Peterson Builders
- Type: Privately held company
- Industry: marine construction
- Founded: 1933
- Defunct: 1996
- Headquarters: Sturgeon Bay, Wisconsin

= Peterson Builders =

Defunct American boat constructor

Peterson Builders Incorporated (PBI) was an American ship building company that constructed small to medium, naval and commercial ships and boats. The company mainly operated from a shipyard in Sturgeon Bay, Wisconsin. Spare parts and logistics were managed from Virginia Beach, Virginia and a ship repair operation in Ingleside, Texas made up part of PBI.

== Products ==
The company built submarine chasers, minesweepers, training craft, harbor security boats, patrol boats, landing crafts, tugboats, diving tenders, personnel boats, torpedo retrievers, salvage ships and sailboats. PBI built ships for the navies of the United States, the Netherlands, Burma, Iran, Ethiopia, Korea, Vietnam, Ecuador, Saudi Arabia, Philippines, the Dominican Republic, Thailand, Peru, Turkey, Greece and Liberia as well as the United States Army and National Science Foundation. The company was one of the United States Navy's prime contractors. They also constructed ferries and fireboats for local and state governments. In 1974, PBI produced a unique floating aquarium for the New England Aquarium. PBI built a crane barge for the Army Corps of Engineers in 1995.

Peterson Builders laid the keel for the schooner Denis Sullivan, a replica 19th century Great Lakes schooner that served as the flagship of Wisconsin from 2000 to 2022.

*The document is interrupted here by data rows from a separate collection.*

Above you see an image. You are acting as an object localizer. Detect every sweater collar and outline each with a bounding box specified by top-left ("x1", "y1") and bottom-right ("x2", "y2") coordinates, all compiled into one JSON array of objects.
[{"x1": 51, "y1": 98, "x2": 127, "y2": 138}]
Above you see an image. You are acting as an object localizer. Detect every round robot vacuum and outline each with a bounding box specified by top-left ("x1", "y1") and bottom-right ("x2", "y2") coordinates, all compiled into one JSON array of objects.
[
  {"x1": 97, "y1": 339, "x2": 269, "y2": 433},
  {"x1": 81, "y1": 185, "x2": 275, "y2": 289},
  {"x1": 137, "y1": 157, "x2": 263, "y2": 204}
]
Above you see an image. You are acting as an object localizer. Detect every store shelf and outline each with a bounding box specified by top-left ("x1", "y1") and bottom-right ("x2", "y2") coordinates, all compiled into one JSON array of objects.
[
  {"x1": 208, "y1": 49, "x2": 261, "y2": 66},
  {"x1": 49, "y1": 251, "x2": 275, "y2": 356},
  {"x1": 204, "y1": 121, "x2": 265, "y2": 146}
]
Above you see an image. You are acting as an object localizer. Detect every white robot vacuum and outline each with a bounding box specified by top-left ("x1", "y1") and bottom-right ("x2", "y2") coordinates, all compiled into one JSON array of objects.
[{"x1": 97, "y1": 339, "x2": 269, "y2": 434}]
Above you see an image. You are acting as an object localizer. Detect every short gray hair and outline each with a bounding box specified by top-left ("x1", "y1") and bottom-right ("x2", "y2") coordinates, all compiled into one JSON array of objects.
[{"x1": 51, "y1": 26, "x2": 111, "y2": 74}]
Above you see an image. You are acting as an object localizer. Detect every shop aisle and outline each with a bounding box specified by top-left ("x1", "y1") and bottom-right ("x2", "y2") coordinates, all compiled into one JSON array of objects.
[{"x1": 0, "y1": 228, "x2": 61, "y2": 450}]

During the company's 65 years, the company delivered nearly 300 vessels that started with a fishing vessel. PBI was best known for the minesweepers constructed mostly during the 1950s and 1960s and in the late 1980s. While Peterson focused mainly on smaller vessels, they constructed several 300 ft long roll-on/roll-off ships for the American Heavy Lift Shipping Company and salvage ships for the US Navy exceeding 220 feet.

== End of business ==
On June 16, 1995, second generation owner and CEO Ellsworth Peterson, announced that the company was for sale. On September 25, 1995, Larry Maples announced his intention to purchase and operate the company under the name Poseidon Shipbuilding LLC. By November, however, Maple was reported unable to secure the necessary financing. PBI closed down in January 1996. All that remains of the Sturgeon Bay shipyard is a historical marker in what is now Graham Park. A girl's little league baseball field at Graham Park is named after the company (PBI Field).